One explanation refers to the lack of vacancies that are commensurate with the educational level of graduates. There is tendency to blame this discrepancy on the level of education provided by universities and orher institutions.
Some people think the young graduates don’t accept modest jobs in occupations that don’t require high skills. Are they right in doing so? It is thought that skills mismatch negatively impact people because they increase the risk of unemployment and don’t leave individuals better off insofar as these jobs are low-paying and bring very little satisfaction.
Others factors contribute to young individuals unemployment in Iraq such as nepotism and economic and social conditions which are too hard to deal with.
Skills mismatch has negative impacts for individuals, including a higher risk of unemployment, lower wages and lower job satisfaction.
Youth unemployment in OECD
In some OECD (Organisation for Economic Co-operation and Development) countries, unemployment affects, but unequally, young university graduates by gender. So the unemployment rate is on average slightly higher for women than for young men with the same level of education. However, there are some exceptions depending on the country. Tertiary educated young people do not escape unemployment.
With rising unemployment, analysts of market labour say about skills mismatch that certainly education levels in jobs seekers matters but not as much as the specific field in which the job seekers have their education. Therefore, skills mismatch problems would araise and we’ll have to deal with two situations either over-skilling or under-skilling.
Youth unemployment in Jordan
Young Jordaniens can’t help but get a sense of great frustration which is mainly due to the fact that they get qualifications and are only offered unskilled jobs.

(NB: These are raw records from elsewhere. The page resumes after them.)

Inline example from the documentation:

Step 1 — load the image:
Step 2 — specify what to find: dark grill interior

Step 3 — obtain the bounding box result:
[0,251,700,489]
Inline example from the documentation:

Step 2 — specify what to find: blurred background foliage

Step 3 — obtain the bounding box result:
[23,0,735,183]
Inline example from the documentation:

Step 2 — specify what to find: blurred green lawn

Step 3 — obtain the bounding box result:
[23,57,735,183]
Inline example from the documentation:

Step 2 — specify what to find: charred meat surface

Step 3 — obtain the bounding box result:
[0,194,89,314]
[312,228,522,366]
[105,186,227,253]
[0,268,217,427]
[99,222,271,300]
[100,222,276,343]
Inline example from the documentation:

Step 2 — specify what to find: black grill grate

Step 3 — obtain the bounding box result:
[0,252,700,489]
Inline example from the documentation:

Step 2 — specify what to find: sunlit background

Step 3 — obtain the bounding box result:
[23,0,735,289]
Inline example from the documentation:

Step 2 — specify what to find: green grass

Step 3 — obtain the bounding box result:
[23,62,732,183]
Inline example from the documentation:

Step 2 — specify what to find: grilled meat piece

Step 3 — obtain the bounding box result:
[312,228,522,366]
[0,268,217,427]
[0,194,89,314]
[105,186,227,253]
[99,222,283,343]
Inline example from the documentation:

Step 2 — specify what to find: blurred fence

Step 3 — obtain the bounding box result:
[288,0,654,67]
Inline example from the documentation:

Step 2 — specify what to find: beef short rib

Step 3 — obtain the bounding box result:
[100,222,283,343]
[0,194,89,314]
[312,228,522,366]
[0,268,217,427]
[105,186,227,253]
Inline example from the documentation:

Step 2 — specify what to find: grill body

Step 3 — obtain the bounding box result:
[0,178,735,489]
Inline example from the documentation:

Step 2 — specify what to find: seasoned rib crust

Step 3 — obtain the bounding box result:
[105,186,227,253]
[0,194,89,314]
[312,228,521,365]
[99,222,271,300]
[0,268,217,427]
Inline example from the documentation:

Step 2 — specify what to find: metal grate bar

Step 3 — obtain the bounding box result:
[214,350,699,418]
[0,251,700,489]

What’s more, the conflict-related unemployment of Syrian refugees only made matters worse.
It’s believed that concerning young Jordanian unemployment boils down to the lack of vocational training an entrepreneurship. That is why AFD (Agence Française de Développement) supported projects aimed at promoting vocational training and entrepreneurship in Jordan. It dates back to 2018.
Factors of employability in Indonesia
However, any vocational training, particularly that provided in vocational high schools, does not guarantee access to employment and is not enough to reduce unemployment as shown by a study by Indonesian authors. Here’s an excerpt from their econometric study : « positive self-concept will increase individual employability, as this positivity enables them to take a positive stance towards everything they face, better at appreciating themselves and see viable positive steps they can take to obtain a job. »
Youth Unemployment in Palestine
« The Occupied Palestinian Territory has the highest unemployment rate in the world, and women and youth are disproportionately impacted by the joblessness crisis. »
« Prior to COVID-19, (…) Youth unemployment stood at 40.2 per cent and Palestinian youth with a tertiary education faced unemployment rates of 63.6 per cent. »
Youth unemployment in some African countries
Youth unemployment in Tunisia
Young Tunisian job seekers also face high unemployment due to several factors including the mismatch between the skills required and those acquired by young people.
The unemployment rate rose from 29.5% in 2010 to 38.1% in 2020. This is one of the highest rates in the world. Political and social instability is an aggravating factor in this situation.